Taking care of her two young children was her main concern, the dangers lurking on the campus were not.

Angela Prevosto prepares to get her children fed and ready for bed, she gives both of them a kiss on their forehead and rushes out the door since she is already 5 minutes late. Angela hops in her car barely able to say goodbye to her fiancé and quickly makes her way to the Ammerman campus where she will be attending her eight o’clock Sociology class on this Tuesday evening late in 2011. Angela was excited to be only two semesters away from achieving her Nursing Degree. Though she is always weary of walking alone through campus in the dark, she is most afraid the falling branches and scurrying animals that make sudden noises as she walks the pathways through campus. “I would always walk as fast as I could to and from my car” said Prevosto. On this particular night there was something worse lurking in the shadows of the campus forest which lines the many pathways.

“I was grabbed from behind, and he man demanded I gave him my purse and cell phone” said Prevosto. As Angela walked from the parking lot to her Sociology class in the Southampton building, she was confronted by an unidentified man who quickly made off with her belongings, and was never caught due to the fact that she could not provide an accurate description of her attacker. It took a few semesters for Angela to return to the campus to finish pursuing her degree due to financial and family reasons. Though Angela escaped the 2011 attack unharmed, “I still look behind me when I pass that exact spot where the attack happened”, said Prevosto.

“We had many reports of suspicious activity and incidents that we could not solve”, said John Williams, former Ammerman Campus security officer. As the incidents were rising the campus decided to look at how other campuses were helping to relieve the fear of and minimize crime. Stony Brook University was one of the first campuses to adopt the “security stations” around their much larger and populated campus. “We would try to cover as much of the campus as possible to deter wrongdoings but there was only so much help that we could provide” said Williams. Within the past few years the Ammerman campus has erected numerous “yellow emergency towers, topped with a blue police-like light”. These towers are placed strategically throughout the campus to help deter future unexpected attacks on students as well as any sort of emergency. One of these towers can be seen within a few feet of Angela Prevosto’s 2011 attack. Once someone depresses the “emergency” button on the tower, the top-mounted blue light will illuminate and an emergency call is sent to the campus security personnel. The personnel can quickly assess the situation and if needed contact the local police or other emergency departments for further assistance. “The number of reported crimes has seemed to be cut in half due to the presents of the towers”, said Williams. Though the security personnel deal with many “false alarms” each semester from immature students, the immaturity is overlooked as safety is the main goal.

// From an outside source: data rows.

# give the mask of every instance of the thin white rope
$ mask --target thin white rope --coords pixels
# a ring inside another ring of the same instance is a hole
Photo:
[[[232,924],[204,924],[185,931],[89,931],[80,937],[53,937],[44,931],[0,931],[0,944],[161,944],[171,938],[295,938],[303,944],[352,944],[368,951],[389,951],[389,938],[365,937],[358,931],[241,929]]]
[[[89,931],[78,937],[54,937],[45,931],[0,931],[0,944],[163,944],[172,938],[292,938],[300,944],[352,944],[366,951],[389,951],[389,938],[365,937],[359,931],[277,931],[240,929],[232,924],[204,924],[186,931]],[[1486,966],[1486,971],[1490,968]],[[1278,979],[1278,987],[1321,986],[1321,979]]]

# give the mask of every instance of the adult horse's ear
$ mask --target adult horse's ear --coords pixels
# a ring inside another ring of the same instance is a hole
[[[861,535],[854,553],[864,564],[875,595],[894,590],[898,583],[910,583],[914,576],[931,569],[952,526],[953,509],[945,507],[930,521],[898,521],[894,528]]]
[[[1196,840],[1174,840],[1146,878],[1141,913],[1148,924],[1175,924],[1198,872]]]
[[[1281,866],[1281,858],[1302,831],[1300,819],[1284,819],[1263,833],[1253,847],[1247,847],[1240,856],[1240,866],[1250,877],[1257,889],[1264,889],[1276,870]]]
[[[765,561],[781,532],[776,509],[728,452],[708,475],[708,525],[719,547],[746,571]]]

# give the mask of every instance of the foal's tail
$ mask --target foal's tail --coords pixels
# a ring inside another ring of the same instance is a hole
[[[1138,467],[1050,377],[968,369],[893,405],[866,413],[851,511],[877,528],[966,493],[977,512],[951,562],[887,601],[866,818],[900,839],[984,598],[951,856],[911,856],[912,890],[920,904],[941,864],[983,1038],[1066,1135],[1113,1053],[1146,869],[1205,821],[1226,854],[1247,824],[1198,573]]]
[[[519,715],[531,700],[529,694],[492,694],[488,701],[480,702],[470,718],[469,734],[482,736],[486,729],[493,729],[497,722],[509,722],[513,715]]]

“These contraptions are just another way for the college to gouge us students for more taxes and tuition” said Josh Lewis, freshman and Biology Major. Many of the students around campus feel that the towers do not solve or prevent enough crime to justify the extra expenses they pay to keep them up and running. Lewis claims that ‘The small difference they will make is not large enough in the long run’. Lewis who plans to fund his own schooling by working at a local fast food restaurant says, “Every extra amenity is just another shift I need to work, rather than studying to succeed”. Since the recession has hit a few years ago many students find themselves alone to pay their own way through college and helping relieve their parents and guardians of the financial burden. When asked if he anyone he knows has fell victim to campus crime, Lewis said “Actually my brother’s car was broken into and his mp3 player was stolen two years ago by the Islip Arts Building”. Luckily for most of the students around campus they will never be faced with an attack by an unsuspected criminal but if the situation arises then one of “those contraptions” may be the key to help.